A Campaign Like No Other
I have voted in every election since I was granted the privilege. I have never seen candidates or campaigning quite like this and admit I thought about not voting. If this were a poker hand, I’d fold.
Insults have replaced ideas. Accusations have replaced accuracy. New verbal lows have been set in print ads, media, debates and Twitter. We have proven beyond a doubt that anyone can grow up to be President.
In past elections the Democratic and Republican candidates have shared a baseline belief in the American system. Not so in this election season. Some might say they are well matched as opposites. Others would say it’s a freak show.
Their presentation and personal styles are starkly different. Neither hides their contempt for the other. Both believe unequivocally in their platform and have used and abused social media like no candidates before them. Do not be deterred.
After watching the debates I found myself thinking there must be another way to get their points across. This campaign has created a negative outlook on politics; both candidates care more about attacking the other’s personal character than the problems we face as a nation. They disrespect each other, the moderators, and the media. Do not let this behavior keep you from casting your vote.
Job futures are heavily dependent on economics and the labor force. Your education or that of your children’s children hinges on what the next president puts forward for an education budget. Let your voice be heard.
Here is the biggest paradox of voting: no matter how passionate you are about your candidate most voters believe the probability that their vote will be decisive is so small there is no positive aspect to voting. Not true! It takes time to understand the issues and study the candidate’s positions and their ability to execute on promises made in front of cameras. Profound differences distinguish the two major parties. Make an investment in understanding what each of them really stands for and go to the polls.
Census data collected over the last ten years tells us the inconvenience of voting is one of the primary reasons Americans do not participate in the election. One in four people say they are too busy.
There are a number of factors that affect our ability to go to the polls, and one of them is Tuesday. The presidential election is always held the Tuesday following the first Monday in November. There is history here.
In the 1800s America was an agrarian society and the primary mode of transportation was horse and buggy. Farmers did not live near the polling place; it took a day to get to the county seat to vote and a day to get back.

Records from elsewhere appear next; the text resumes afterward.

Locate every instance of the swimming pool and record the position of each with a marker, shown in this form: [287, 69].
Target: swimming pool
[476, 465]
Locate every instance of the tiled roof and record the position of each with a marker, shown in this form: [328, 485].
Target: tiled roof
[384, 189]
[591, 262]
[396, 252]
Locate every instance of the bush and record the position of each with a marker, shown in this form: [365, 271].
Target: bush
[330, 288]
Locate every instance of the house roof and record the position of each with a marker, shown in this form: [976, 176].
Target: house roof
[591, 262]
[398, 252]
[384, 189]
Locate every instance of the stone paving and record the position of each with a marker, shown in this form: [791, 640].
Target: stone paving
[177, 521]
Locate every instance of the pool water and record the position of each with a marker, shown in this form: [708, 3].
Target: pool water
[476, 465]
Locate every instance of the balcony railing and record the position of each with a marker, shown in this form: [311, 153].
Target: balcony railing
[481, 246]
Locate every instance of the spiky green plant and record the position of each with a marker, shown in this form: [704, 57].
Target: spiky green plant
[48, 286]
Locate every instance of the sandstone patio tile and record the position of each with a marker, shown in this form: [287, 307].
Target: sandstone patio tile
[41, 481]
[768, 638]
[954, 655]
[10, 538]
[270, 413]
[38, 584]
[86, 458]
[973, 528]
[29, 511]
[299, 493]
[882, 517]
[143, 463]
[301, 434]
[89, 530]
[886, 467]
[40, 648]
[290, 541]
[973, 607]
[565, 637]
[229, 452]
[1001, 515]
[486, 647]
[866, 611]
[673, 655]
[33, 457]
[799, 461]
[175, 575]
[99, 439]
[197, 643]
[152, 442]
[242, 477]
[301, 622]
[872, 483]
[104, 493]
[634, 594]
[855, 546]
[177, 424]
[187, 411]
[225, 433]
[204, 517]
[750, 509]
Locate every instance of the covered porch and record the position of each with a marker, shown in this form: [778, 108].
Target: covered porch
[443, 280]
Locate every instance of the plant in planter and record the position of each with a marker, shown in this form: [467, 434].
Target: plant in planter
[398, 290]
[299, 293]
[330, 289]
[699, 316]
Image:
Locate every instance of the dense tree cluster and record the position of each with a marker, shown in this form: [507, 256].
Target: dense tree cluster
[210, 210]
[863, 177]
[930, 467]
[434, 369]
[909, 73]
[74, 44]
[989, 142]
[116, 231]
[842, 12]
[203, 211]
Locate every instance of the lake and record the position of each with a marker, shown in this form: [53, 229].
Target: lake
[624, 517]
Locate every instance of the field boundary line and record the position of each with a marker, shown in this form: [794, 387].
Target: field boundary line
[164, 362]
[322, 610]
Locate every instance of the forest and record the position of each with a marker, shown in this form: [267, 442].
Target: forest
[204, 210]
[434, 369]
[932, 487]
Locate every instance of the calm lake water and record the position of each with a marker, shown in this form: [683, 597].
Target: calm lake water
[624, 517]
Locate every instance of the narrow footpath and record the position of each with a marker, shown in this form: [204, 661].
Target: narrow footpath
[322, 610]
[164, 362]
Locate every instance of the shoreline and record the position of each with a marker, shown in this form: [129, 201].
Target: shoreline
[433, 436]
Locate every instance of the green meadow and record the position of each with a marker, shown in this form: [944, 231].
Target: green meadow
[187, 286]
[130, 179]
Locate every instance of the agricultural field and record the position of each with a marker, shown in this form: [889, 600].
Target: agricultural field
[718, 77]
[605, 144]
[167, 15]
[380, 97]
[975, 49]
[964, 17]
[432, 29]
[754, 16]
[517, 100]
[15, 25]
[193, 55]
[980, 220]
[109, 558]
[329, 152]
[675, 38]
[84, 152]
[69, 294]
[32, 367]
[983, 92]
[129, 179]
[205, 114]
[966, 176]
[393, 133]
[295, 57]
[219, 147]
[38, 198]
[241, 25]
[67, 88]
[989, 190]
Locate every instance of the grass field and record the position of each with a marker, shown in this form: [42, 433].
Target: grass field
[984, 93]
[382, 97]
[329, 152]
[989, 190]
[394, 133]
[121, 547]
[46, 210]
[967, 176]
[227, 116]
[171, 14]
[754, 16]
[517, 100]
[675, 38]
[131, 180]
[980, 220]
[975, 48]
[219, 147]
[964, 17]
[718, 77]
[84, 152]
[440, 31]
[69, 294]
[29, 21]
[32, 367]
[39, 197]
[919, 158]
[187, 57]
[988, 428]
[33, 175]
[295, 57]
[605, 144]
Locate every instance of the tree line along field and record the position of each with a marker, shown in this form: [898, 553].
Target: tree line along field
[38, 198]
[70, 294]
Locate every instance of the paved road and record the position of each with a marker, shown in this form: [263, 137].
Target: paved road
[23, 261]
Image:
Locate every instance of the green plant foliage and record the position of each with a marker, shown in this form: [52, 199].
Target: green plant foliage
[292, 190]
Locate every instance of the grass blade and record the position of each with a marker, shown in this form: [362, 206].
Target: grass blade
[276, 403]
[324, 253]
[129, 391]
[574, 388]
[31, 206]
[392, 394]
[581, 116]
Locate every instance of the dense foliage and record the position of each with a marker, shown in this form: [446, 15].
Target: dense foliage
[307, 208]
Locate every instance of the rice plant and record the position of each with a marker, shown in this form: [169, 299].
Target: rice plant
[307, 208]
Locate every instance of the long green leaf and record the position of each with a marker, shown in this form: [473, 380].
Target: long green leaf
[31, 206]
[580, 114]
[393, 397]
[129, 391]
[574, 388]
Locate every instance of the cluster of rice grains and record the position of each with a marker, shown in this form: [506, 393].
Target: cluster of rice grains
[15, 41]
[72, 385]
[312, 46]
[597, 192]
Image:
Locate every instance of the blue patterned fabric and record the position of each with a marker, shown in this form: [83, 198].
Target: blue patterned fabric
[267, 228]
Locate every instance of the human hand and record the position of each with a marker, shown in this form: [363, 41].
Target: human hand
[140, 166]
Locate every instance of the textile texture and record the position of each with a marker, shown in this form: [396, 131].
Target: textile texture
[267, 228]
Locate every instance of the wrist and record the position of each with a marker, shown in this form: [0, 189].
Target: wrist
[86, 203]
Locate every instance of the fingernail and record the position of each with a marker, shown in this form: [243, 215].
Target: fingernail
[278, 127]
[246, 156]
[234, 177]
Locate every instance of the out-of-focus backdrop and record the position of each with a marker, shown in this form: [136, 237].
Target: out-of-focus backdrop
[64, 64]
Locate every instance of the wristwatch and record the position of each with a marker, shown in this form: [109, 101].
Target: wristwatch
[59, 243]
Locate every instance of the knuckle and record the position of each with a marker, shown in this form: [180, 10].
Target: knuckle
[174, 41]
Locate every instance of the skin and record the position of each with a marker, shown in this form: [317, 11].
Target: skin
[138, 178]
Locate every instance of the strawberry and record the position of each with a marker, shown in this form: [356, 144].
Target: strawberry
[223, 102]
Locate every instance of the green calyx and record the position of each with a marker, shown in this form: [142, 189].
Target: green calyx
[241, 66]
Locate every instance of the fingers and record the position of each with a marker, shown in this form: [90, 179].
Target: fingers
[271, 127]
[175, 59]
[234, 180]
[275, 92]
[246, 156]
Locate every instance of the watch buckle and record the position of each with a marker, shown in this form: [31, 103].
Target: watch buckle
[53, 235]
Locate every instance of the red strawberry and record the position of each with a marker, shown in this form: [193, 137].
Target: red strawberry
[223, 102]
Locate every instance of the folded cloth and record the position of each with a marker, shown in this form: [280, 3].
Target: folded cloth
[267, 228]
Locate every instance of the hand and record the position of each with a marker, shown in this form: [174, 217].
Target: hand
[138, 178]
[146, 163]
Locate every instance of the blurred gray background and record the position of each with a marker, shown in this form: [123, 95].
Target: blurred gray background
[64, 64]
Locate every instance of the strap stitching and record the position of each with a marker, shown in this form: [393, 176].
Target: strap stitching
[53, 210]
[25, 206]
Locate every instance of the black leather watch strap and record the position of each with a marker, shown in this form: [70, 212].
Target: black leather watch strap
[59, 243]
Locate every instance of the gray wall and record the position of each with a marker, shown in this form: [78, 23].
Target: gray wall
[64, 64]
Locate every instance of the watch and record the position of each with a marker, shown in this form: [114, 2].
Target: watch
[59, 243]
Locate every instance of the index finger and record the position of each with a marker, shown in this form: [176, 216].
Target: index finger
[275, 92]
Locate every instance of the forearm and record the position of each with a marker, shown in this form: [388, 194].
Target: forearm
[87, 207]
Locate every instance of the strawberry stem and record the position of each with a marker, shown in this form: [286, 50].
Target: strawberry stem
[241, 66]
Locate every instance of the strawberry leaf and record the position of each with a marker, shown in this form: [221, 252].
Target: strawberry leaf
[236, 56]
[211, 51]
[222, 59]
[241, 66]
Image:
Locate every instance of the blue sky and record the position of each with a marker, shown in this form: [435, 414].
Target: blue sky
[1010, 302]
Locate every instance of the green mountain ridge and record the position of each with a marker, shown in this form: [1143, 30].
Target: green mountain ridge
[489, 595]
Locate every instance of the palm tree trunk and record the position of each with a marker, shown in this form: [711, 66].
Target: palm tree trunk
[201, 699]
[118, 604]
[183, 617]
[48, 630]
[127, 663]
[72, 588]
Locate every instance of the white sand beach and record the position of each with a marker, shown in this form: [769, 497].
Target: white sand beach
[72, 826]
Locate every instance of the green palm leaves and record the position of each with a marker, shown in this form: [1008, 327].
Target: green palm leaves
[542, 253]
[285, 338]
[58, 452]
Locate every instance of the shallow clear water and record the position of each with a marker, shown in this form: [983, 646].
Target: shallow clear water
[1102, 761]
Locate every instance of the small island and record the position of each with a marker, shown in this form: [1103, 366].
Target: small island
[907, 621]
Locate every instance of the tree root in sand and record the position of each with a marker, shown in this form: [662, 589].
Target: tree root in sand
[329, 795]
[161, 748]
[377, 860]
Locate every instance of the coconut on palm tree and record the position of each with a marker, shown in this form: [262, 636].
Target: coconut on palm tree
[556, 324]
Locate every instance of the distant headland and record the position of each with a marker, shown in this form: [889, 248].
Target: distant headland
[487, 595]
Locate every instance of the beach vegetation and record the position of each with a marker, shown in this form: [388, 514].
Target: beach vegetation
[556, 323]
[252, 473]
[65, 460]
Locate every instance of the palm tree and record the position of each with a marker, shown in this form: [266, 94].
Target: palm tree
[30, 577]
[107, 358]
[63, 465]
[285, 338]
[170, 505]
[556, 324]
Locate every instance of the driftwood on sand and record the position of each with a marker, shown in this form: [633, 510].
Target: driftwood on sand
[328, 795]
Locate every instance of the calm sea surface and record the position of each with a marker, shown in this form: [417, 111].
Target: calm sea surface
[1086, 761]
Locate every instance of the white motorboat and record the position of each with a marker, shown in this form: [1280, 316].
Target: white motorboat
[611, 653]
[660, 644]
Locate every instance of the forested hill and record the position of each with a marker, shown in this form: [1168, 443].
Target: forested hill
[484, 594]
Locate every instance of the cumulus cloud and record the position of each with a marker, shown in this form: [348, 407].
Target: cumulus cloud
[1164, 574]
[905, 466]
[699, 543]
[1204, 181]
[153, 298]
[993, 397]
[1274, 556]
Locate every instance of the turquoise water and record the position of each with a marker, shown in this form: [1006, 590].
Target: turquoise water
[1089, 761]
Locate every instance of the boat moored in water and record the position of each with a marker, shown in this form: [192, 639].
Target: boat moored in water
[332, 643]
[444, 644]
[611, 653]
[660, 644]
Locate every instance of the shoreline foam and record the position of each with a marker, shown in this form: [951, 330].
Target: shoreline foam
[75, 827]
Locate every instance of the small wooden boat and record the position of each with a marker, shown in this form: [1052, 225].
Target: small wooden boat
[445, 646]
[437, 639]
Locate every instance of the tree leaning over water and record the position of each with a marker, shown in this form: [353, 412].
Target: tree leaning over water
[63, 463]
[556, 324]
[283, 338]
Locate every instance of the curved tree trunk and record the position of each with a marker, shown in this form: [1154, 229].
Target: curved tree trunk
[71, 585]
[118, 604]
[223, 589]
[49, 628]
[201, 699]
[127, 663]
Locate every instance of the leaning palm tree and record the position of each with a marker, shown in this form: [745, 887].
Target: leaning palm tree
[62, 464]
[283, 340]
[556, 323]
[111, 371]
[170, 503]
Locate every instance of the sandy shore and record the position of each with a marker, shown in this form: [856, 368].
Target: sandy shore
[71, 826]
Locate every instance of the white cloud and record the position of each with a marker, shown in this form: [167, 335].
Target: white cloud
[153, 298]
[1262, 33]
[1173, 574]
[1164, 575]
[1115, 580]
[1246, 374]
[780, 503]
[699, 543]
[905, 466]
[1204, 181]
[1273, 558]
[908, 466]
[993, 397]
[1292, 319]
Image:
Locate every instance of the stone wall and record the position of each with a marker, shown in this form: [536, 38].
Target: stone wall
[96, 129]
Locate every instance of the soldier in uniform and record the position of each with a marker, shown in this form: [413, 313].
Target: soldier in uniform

Weekends interfered with worship and Wednesday was market day so Tuesday was selected as the most convenient day to hold elections. Spring and summer would interfere with planting and fall brought the harvest. That left the month of November, when the harvest was complete and winter was still a ways off.
Today, mini-vans have replaced buggies. Going to the polls means getting up early, leaving work early, finding parking, standing in lines and wondering just how much your individual vote will count among millions cast. We should seriously think about changing Election Day to make voting easier.
We moved Columbus Day, Presidents’ Day, and Martin Luther King, Jr.’s holiday for the convenience of schools and consumers. Why not make Election Day convenient for voters? There is no guarantee it would change the turnout, but it would remove current excuses and obstacles.
The Tipping Points
America has had presidential elections where both candidates represented variations on a central message. In the 1960s one had to look hard to find differences between the moderate liberalism of John F. Kennedy and the moderate conservatism of Richard Nixon. When you consider everything that’s at stake in November, this one has the potential to be truly pivotal.
Fast forward to the Obama administration, where Democrats have lost over 900 state legislative seats and Republicans now exercise unified control of 25 state governments—the most since 1952. The election stakes are high.
Next year, a president will be sworn in with three octogenarian justices (Ginsburg, Scalia, and Kennedy), and a fourth in his late 70s (Breyer). The new President will be the first to shift the Court’s balance of power since George H. Bush replaced Thurgood Marshall with Clarence Thomas 25 years ago.
Every Vote is Important
The presidency has a lot of power in our system of government. Our new leader will preside over critical decisions relating to health care policy, foreign diplomacy, Social Security, and the environment, and will shape the character of the Supreme Court for the next generation.
Every election is important. Whether you’re with Her or with Him, let your vote be your voice on November 8th.